I think the thing which kept us coming back to Music with Mummy wasn’t just the fact that the kids so loved the music, the actions, the variety of songs balanced perfectly with just enough repetition, it was the fact that the whole format was just so easy. Even when I was lumping my toddler there whilst nine months pregnant with B3. No kit to remember, no problematic parking situations, no clash with nap times/ school runs, etc. The environment was always friendly, just a bunch of mums/dads/grandparents/guardians and their kids making music. There was the odd clique who’d irritatingly chat through the songs. The odd kid (occasionally mine) who was really just not feeling it this week. But for the most part, it formed a tremendously happy, fun part of my parenting journey. When B3 was born I didn’t think twice about bringing him to class (I’d made the decision to quit Tumble Tots at that point because B2 was still too small to participate independently) and actually, the hardest part about that particular stage was navigating the double buggy out of the car. Even at weeks old, during that magical 40 minutes of class B3 never cried, never wanted feeding, never even had an unfortunate nappy incident… Mostly he hung out in the car seat or the floor and either slept through the whole thing or just watched it all with slightly perplexed bug eyes. As did, funnily enough, every other newborn sibling of classmates I’ve seen attend over the last eight years. Music. There’s just something about it.
The classes went on over the pandemic, which actually allowed B2 to participate longer than she would have as she could watch the recording after nursery. B3 continued to enjoy the classes from the living room at home, interacting and following instructions like a pro, even through a screen.

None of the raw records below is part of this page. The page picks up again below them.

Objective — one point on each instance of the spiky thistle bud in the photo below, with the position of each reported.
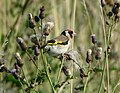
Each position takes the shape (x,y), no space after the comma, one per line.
(31,21)
(42,15)
(47,28)
(67,71)
(93,38)
(107,2)
(36,50)
(14,73)
(115,8)
(36,19)
(89,57)
(18,59)
(98,53)
(21,43)
(34,40)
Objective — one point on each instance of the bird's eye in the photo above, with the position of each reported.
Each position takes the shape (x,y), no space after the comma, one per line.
(70,32)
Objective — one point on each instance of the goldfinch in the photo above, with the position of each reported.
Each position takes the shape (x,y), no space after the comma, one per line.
(60,44)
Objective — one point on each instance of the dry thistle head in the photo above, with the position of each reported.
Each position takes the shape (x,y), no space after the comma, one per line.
(47,28)
(89,57)
(31,21)
(18,59)
(21,43)
(98,53)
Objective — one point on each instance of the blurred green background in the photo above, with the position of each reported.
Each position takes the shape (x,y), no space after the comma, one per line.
(13,23)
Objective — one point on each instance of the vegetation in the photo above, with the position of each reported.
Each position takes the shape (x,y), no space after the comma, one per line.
(90,66)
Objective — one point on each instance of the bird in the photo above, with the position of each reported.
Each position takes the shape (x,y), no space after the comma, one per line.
(60,44)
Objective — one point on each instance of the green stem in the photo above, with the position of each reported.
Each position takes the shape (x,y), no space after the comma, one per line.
(88,17)
(21,85)
(31,59)
(116,86)
(47,71)
(58,76)
(86,83)
(102,77)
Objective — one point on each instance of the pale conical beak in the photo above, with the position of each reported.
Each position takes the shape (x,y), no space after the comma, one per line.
(74,34)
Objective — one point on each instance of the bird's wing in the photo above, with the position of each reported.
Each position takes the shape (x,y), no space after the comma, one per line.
(61,40)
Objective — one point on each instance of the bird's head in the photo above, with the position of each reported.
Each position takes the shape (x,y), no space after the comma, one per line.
(69,33)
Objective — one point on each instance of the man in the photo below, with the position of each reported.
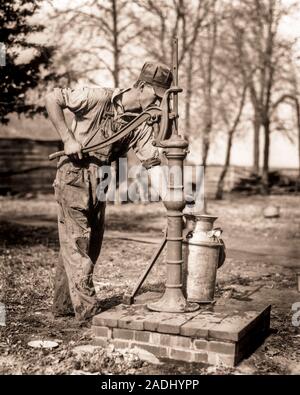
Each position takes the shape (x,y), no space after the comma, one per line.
(98,113)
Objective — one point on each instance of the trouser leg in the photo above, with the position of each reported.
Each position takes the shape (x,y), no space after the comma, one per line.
(62,303)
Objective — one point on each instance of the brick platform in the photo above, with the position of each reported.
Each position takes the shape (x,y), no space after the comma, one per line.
(215,335)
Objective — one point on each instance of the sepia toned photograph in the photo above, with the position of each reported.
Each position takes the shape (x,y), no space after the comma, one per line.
(149,190)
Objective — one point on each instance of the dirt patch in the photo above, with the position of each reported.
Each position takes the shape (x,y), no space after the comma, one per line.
(262,261)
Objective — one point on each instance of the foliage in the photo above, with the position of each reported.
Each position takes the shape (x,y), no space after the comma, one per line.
(19,76)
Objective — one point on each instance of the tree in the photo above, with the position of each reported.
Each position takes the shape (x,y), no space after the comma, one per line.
(18,77)
(261,54)
(99,38)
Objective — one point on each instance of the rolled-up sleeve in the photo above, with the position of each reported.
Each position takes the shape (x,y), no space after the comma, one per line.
(75,100)
(141,143)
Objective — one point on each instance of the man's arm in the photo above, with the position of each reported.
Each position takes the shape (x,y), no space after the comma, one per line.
(55,106)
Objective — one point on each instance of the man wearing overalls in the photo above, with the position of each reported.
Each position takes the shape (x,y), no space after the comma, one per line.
(97,115)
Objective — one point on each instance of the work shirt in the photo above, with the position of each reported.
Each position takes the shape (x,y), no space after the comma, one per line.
(91,125)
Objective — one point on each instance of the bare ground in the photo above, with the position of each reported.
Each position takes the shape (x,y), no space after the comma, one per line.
(263,257)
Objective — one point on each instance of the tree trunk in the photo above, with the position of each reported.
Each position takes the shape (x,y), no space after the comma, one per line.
(220,187)
(256,142)
(116,70)
(265,173)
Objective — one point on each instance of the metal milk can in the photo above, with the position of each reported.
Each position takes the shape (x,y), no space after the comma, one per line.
(204,253)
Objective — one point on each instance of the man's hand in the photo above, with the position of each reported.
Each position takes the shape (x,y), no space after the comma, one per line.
(73,147)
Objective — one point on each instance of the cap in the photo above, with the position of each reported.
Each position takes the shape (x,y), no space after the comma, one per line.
(158,75)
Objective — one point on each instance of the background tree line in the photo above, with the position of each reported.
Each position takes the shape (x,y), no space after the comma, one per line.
(237,69)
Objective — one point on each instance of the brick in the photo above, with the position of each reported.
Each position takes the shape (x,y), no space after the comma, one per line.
(200,344)
(125,334)
(178,341)
(221,359)
(120,343)
(200,357)
(181,355)
(102,331)
(158,351)
(132,322)
(108,318)
(142,336)
(199,326)
(153,320)
(234,327)
(170,340)
(173,324)
(155,337)
(222,347)
(100,341)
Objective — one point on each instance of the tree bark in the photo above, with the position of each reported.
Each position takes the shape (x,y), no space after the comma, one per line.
(116,70)
(220,187)
(265,172)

Still, it was once the classes returned to the in-person format in a new, bigger venue in 2021 that B3 really came into his own. He went from being a shy, unsure toddler who had no experience of a group setting or, indeed, even mixing with other toddlers his age to a confident, bouncing, enthusiastic member of the class. He listened, he learned and by his third birthday, he knew every word of every song and was happily making requests. He’s even picked up some rather splendid dance moves of his own.
This is why, I think, when I watch him. This is why I came back, even though I’m not a baby music class person. This is why I put aside my own self-consciousness and sang along and bounced like a ball, waddled like a penguin, (did a bit of line-dancing even, I seem to recall?) and, at one point, took it in turns to jump two toddlers out of bed in the morning. It wasn’t about me. It was about the kids, the fun, the joy, the music.
Maybe I am a baby music class person, after all.